Not sure what this has to do with "Pseudoscience and The Paranormal"
you can find all you need squarely within reality and the physical limits of Earth. :cheese:
This may seem weird at first, but after consideration may shed some light on the subject:
Thanks, interesting talk, well worth the listen, though it does bug me how these people seem to always try to diminish the physical world we are embedded in.
The physical world out there is independent of us and what's happening in our heads, and our perception of it very much dependends on our thinking, our thinking being all wavy gravy does not make the physical world unfolding in relative independence of us all wavy gravy. But that's what I hear implied, sort of like the multi-universe theory or arguing about the reality of time, or even the direction of the arrow of time - when those things are about the math we use to describe the universe with more than about the universe itself.
I agree. But I think the main point was that our brains can only make "best guesses" of what we are looking at. This of course is due to the fact that our brains are limited in processing and storage power and often have to resort to associative information to come up with a coherent internal image.
Imagine the fleeting stream of "information" which our brain must process. We have billions of neurons, but the information we receive is in the trillions. Thus we select out those pieces which make sense to us and put those together to form an internal image of what it is we are seeing or hearing, etc., which we then confirm by projecting our mental image and verify that we are indeed observing a specific object.
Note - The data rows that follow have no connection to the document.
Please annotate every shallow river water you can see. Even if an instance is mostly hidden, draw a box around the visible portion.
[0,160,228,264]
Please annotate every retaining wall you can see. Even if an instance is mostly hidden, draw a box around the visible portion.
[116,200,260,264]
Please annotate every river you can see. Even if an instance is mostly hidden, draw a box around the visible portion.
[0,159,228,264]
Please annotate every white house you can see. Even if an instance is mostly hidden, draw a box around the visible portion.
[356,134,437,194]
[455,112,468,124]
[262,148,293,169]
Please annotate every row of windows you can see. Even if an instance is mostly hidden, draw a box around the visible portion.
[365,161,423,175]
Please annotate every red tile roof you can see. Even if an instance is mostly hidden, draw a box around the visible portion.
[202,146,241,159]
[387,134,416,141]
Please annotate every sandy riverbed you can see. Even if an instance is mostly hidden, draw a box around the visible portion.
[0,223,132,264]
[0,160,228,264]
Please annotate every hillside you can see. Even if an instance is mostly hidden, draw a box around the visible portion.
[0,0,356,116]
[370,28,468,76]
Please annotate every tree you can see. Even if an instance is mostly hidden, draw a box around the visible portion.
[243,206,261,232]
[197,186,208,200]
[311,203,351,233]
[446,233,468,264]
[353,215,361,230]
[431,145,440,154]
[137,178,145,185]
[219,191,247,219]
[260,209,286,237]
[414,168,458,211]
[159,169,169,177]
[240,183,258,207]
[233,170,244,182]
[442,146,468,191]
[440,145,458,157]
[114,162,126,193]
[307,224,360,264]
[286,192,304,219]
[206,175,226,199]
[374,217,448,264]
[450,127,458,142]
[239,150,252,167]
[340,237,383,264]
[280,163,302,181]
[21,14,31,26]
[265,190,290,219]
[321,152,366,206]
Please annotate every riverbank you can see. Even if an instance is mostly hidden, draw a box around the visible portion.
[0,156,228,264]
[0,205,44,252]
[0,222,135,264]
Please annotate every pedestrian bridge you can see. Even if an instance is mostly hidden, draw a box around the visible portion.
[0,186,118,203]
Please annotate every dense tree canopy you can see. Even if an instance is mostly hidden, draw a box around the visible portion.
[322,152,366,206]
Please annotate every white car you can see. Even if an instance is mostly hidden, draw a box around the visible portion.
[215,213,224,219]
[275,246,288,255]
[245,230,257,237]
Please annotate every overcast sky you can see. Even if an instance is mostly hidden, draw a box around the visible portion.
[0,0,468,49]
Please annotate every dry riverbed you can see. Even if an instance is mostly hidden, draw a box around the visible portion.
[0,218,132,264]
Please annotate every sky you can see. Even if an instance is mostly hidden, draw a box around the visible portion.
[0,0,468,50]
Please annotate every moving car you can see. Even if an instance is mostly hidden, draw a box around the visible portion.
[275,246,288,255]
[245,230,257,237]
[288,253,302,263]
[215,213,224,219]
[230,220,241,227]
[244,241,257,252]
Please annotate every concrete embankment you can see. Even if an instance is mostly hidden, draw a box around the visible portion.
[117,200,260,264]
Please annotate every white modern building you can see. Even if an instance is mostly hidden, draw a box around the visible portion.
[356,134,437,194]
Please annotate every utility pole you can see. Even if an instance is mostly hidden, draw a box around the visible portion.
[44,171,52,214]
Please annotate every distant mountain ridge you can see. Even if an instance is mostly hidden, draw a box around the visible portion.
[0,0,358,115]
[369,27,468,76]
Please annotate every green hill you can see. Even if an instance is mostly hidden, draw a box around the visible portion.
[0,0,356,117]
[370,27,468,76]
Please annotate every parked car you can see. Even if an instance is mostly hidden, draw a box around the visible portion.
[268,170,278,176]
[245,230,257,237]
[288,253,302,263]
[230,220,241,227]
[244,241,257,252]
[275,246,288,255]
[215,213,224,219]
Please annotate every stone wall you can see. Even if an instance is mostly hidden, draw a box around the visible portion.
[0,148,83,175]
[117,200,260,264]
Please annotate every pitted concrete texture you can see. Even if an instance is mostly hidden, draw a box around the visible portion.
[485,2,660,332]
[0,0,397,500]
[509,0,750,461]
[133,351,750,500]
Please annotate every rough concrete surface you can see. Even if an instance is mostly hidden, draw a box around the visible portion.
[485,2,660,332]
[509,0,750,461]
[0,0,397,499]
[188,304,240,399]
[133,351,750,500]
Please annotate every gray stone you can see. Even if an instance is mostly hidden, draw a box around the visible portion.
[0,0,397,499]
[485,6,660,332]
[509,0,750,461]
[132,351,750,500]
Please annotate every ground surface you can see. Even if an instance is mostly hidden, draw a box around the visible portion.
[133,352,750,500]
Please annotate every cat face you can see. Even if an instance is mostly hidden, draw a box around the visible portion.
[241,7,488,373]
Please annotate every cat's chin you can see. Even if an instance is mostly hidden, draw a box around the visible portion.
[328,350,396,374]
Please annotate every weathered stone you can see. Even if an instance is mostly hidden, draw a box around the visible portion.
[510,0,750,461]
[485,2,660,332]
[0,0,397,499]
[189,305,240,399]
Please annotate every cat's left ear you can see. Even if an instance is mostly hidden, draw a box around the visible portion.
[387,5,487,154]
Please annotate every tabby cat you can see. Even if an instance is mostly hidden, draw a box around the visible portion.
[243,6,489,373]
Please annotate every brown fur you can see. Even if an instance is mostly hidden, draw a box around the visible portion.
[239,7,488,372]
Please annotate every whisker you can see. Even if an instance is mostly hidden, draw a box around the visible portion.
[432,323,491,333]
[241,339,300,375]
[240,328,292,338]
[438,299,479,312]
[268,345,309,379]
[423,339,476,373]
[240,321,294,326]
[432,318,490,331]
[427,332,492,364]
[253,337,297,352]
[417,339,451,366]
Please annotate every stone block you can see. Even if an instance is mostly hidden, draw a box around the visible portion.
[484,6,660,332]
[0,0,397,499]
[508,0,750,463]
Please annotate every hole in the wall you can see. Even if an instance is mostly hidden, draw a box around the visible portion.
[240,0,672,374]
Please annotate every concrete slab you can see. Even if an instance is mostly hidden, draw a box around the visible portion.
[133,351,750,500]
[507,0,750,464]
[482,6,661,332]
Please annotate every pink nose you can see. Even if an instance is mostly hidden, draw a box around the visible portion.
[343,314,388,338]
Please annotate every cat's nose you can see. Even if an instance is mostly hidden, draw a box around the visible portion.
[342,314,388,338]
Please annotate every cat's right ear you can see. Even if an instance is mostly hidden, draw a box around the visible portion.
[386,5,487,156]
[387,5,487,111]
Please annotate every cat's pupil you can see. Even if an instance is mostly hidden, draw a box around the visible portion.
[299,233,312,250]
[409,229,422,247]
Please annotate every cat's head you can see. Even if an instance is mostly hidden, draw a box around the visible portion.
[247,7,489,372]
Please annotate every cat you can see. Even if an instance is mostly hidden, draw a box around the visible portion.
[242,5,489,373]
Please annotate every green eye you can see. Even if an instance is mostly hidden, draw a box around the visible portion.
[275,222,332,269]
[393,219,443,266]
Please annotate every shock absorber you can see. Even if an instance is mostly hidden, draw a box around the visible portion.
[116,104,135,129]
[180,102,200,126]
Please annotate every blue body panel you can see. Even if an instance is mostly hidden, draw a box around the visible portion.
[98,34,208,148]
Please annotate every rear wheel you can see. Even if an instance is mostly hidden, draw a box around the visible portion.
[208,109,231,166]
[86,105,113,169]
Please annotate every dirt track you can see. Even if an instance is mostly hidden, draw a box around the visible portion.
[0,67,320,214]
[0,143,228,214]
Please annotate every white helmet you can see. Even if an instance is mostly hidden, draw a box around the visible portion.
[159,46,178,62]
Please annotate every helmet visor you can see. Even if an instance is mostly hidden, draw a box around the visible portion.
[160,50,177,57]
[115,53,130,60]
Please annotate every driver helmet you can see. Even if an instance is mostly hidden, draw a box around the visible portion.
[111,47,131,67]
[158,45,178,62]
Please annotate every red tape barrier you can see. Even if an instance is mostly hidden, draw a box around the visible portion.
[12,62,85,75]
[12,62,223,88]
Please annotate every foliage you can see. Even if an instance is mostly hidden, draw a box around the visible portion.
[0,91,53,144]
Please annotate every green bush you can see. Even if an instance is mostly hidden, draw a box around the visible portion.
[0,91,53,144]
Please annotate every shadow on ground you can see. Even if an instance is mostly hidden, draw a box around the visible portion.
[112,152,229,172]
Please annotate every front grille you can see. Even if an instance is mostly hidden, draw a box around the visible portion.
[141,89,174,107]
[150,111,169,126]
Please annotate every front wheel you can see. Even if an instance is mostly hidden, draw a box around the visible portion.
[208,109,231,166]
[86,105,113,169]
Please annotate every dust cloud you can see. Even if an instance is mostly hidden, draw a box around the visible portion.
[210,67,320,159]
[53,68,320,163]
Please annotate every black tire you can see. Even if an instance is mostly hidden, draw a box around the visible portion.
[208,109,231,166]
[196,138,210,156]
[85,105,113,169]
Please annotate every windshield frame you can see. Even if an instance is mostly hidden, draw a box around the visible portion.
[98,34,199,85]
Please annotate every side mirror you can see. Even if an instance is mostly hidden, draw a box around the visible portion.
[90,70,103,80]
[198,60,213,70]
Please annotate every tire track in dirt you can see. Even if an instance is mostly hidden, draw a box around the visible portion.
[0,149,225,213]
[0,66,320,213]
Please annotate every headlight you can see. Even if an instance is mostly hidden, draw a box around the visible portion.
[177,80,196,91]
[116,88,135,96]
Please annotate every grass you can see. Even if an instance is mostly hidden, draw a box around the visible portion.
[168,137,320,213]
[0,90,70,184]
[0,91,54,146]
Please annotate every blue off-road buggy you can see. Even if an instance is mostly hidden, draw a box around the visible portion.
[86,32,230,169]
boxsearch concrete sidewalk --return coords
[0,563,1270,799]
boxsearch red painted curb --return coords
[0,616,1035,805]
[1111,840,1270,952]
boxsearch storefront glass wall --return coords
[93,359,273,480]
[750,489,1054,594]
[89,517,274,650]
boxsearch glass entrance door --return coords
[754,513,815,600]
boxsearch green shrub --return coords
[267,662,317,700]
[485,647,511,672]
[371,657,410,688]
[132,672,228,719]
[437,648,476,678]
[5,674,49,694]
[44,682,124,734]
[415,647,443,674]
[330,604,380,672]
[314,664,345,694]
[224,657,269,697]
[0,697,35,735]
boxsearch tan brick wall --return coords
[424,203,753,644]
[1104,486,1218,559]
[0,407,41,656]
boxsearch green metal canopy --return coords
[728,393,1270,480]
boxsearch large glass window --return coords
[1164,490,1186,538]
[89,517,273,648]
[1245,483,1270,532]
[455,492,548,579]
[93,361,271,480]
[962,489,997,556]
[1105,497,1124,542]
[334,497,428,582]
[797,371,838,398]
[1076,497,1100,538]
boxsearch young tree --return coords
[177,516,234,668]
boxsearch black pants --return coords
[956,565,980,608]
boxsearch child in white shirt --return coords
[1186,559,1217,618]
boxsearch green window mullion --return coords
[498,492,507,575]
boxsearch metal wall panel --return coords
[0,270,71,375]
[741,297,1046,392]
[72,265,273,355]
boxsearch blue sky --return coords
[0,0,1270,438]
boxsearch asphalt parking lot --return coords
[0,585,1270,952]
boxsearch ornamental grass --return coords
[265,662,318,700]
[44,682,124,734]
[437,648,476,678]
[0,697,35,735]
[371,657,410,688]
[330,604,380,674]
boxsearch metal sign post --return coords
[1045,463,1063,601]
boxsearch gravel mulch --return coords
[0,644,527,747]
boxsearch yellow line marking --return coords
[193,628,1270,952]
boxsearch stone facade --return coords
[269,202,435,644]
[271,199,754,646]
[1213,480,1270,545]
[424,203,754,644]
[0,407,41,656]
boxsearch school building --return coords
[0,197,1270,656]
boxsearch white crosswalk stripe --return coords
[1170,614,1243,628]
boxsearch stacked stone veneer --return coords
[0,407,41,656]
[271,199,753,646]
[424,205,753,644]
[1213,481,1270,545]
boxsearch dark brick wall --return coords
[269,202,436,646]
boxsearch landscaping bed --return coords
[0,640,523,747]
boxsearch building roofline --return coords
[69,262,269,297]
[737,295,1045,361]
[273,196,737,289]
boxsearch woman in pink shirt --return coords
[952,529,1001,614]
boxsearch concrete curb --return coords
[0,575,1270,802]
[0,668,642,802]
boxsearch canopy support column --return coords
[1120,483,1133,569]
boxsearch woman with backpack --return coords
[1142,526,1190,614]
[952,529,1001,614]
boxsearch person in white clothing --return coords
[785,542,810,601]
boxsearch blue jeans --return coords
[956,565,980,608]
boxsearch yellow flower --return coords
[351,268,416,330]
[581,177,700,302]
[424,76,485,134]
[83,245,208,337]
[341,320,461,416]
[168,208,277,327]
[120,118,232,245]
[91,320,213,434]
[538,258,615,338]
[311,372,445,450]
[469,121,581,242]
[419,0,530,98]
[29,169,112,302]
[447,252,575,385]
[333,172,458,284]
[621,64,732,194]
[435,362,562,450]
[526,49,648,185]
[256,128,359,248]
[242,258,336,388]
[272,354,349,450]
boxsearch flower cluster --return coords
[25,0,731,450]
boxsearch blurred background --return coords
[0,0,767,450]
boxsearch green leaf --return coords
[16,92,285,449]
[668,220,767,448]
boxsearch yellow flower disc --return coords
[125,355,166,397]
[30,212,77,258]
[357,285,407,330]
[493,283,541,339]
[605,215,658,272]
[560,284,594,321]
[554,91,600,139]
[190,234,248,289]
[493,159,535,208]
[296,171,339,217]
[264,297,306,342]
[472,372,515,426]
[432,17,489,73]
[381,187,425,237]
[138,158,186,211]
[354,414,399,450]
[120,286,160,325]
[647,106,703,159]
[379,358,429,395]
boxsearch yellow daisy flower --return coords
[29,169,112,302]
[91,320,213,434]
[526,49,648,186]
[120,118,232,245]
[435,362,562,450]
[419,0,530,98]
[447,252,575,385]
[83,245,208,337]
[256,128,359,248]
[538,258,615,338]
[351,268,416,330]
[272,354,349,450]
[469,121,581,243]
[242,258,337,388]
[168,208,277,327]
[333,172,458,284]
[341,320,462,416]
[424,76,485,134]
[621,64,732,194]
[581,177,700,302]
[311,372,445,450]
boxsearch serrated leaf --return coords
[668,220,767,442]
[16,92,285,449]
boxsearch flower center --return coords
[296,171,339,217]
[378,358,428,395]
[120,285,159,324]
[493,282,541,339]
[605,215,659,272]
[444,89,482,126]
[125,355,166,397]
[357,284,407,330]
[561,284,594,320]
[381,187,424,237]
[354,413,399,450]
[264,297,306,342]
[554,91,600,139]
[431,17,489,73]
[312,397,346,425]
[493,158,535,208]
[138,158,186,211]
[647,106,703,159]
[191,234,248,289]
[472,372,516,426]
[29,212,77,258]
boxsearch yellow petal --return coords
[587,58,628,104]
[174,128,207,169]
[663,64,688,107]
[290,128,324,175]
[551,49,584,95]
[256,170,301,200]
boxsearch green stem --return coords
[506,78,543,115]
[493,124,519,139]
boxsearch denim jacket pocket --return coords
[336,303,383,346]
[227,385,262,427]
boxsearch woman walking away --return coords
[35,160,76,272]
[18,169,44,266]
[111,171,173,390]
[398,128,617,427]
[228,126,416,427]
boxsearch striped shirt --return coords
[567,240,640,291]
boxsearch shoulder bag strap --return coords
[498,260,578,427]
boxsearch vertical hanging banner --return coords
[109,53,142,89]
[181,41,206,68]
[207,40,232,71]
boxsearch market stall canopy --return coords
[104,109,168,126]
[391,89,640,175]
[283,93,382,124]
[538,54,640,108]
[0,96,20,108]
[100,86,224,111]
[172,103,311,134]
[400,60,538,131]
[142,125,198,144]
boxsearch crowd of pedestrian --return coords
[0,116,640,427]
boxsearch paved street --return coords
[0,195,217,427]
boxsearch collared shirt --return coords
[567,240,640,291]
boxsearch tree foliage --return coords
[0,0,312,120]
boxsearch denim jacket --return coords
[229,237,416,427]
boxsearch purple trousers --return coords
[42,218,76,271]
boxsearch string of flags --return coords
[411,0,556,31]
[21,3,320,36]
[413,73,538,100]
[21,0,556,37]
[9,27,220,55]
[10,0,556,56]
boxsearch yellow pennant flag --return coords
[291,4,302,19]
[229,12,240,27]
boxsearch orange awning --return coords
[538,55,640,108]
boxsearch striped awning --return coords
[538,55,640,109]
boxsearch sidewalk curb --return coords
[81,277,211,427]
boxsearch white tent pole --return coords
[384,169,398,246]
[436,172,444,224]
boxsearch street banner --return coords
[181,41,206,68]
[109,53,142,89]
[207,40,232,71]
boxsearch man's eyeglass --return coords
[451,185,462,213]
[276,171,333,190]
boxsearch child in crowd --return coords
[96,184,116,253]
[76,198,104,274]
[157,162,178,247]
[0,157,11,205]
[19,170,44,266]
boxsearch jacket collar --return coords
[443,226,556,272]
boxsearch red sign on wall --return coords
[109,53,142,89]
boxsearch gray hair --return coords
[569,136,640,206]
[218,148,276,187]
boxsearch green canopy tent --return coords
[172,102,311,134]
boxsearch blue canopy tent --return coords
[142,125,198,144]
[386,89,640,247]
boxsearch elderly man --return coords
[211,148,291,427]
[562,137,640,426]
Thus we create reality in our minds, evenas reality is independent from our brains.
Insects and many other mammals actually live in a different reality. Insects can see infrared and sense pheromones, bats and whales use sonar to navigate, cuttlefish have the ability to shapeshift to blend in with their environment. Their world is completely different from ours, but it works just as well for them. IMO, it is part of the underlying concept of Relativity. Evolution has selected out only "functional" survival mechanisms. What intrigues me the most are the brainless organisms, such as the slime mold (a single celled polyp) which is able to 'sense" food and temperature and have a sense of time.
If a brainless organism can have a sense of time, without a brain, then their sensory processing must happen at a different level, IMO.
This is why Hameroff's concept that nano-tubulars them selves are tiny little computers with the ability to store information, in effect creating a "hive-mind", where the combinatory sensory parts of the body itself is the brain.
When Seth declared that "we create our reality", I don't believe he meant that we actually create the physical objects, but "create" an internal "image" in our brains of the object, which of course exists independent of any "bad guesses".
But these "uninformed" best guesses still exist in many cultures, especially in the more primitive societies which do not have access to science.
In days of old, when "knowledge" was rudimentary, we "invented" gods for those things which we could not explain. We saw the lightning, we heard the thunder, but we didn't know about the true causality of these phenomena, so our "best guess" was it had to be caused by an "unseen" force, which became known as the god Thor, etc.
Illnesses caused by bacteria or viruses were suspected to be caused by possession of "bad spirits", to be cured by exorcism.
In the abstract these were reasonable assumptions in those times. As our knowledge increased we began to understand the physical and environmental causalities of these phenomena and gods began to disappear from the scene, one by one.
But as no one knows the causality of the universe itself, we ended up with a "best guess" that only One God is responsible for the whole thing. But even in monostic societies, the One True God has many interpretations, which proves we are only "guessing" of what's out there.
What intrigued me the most is that our own physical "control mechanism" is not sentient in the way we normally think. As Seth observed, we don't feel or know the locations of our internal organs which keep us alive, unless they go wrong.
IMO, that is a remarkable division in brain functions, part functioning as conscious processing of external information, part sub-conscious processing of internal information.